A Bloomberg report notes that in recent times private capital funds consistently made more money on renewables investments than in their holdings in oil and gas. Those that exited renewables in 2023 made 1.6 times their initial investments, compared with 1.2 times for oil and gas, making it the eighth consecutive year of outperformance (see figure below).
Source: Bloomberg
Funds are zeroing in on smaller green loans to mid-sized companies that are then packaged into portfolios for institutional investors. These players often focus on minding the contentious issues while serving markets where value is being created. The US regional banking crisis of 2023 lent a helping hand as small green ventures became fund-starved, opening up an entire fragmented and distributed industry to investors who were ready and waiting. This shift also comes on top of high interest rates and rising bank capital requirements which means that even companies seeking a transition to clean energy could be deprived of capital. Delegates attending Bloomberg’s Sustainable Finance Forum in London in June made the point that for climate solutions, providers will require small financial commitments to start delivery.

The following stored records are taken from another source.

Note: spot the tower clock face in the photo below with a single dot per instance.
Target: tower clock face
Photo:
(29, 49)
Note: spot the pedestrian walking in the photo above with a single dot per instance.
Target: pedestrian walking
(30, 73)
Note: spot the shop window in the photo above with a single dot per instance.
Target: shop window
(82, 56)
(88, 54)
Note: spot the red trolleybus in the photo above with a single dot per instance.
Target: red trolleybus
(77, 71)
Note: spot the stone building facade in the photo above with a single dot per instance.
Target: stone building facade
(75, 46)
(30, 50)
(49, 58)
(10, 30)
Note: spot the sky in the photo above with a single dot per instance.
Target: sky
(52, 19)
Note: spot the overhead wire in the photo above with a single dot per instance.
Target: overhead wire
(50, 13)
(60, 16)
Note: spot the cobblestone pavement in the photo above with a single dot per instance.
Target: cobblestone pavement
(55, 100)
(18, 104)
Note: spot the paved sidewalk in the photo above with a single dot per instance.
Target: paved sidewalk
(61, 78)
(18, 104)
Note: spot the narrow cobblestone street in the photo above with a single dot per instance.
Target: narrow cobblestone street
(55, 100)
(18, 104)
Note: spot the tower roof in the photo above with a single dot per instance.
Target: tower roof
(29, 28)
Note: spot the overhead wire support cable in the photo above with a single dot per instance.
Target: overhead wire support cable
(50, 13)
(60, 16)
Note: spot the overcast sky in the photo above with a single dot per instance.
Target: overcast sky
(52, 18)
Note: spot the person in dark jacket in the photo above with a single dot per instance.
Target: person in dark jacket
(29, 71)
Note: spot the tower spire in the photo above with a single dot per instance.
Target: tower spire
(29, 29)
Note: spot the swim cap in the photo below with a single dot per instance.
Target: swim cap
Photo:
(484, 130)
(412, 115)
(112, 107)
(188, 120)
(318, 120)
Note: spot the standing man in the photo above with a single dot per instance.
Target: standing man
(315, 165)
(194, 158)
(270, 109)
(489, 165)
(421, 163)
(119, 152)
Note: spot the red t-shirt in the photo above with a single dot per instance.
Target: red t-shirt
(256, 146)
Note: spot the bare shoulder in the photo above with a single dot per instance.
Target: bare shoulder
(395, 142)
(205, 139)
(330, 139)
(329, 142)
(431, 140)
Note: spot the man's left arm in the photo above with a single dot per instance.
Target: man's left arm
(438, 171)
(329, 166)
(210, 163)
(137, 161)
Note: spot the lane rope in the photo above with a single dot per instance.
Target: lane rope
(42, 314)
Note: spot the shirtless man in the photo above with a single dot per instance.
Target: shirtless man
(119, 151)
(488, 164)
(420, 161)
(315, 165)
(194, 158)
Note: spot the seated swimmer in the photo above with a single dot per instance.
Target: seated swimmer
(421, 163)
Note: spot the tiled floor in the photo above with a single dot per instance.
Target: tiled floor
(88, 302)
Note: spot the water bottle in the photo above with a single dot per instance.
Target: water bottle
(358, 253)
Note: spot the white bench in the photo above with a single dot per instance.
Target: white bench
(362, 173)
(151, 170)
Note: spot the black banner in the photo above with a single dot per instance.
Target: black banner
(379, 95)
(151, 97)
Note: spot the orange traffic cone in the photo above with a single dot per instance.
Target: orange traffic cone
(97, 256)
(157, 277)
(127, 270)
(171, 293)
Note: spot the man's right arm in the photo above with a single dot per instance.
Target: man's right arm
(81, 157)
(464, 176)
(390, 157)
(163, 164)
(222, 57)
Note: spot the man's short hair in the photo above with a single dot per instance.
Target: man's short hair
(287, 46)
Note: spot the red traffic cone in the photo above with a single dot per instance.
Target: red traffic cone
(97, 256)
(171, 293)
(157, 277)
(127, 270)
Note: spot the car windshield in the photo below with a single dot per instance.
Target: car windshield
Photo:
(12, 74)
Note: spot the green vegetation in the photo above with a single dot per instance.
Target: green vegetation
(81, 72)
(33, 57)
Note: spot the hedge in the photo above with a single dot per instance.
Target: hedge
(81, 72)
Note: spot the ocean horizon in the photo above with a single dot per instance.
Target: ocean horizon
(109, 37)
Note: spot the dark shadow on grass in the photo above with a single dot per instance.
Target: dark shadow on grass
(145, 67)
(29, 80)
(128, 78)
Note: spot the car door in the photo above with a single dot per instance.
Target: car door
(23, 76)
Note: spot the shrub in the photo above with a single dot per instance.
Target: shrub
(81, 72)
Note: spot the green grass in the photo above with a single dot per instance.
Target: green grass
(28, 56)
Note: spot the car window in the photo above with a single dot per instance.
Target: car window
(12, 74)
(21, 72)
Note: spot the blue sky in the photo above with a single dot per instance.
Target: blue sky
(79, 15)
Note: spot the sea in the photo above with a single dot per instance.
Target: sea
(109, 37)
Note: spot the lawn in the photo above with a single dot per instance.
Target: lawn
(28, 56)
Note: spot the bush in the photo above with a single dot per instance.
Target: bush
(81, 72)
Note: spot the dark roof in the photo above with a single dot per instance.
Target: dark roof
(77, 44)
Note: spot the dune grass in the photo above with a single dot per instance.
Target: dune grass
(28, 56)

In the ultimate analysis, we can safely assume that the general weakness across ‘green’ stocks in 2023 could result in more attractive multiples over the next ten to twelve months with lower interest rates helping reduce the interest-carry for corporates and consumers, resulting in a positive tailwind for renewables. However, what could keep ESG hedge funds in play may be a result of the pro-environment governments polling poorly thus far and the possibility of a triumph in the United States too looking more than likely. This, despite Joe Biden dropping out from the race against Donald Trump. However, market analysts believe that both enterprises and political parties appear to be getting on the same page when it comes to the benefits of clean energy and the jobs it can create in their districts.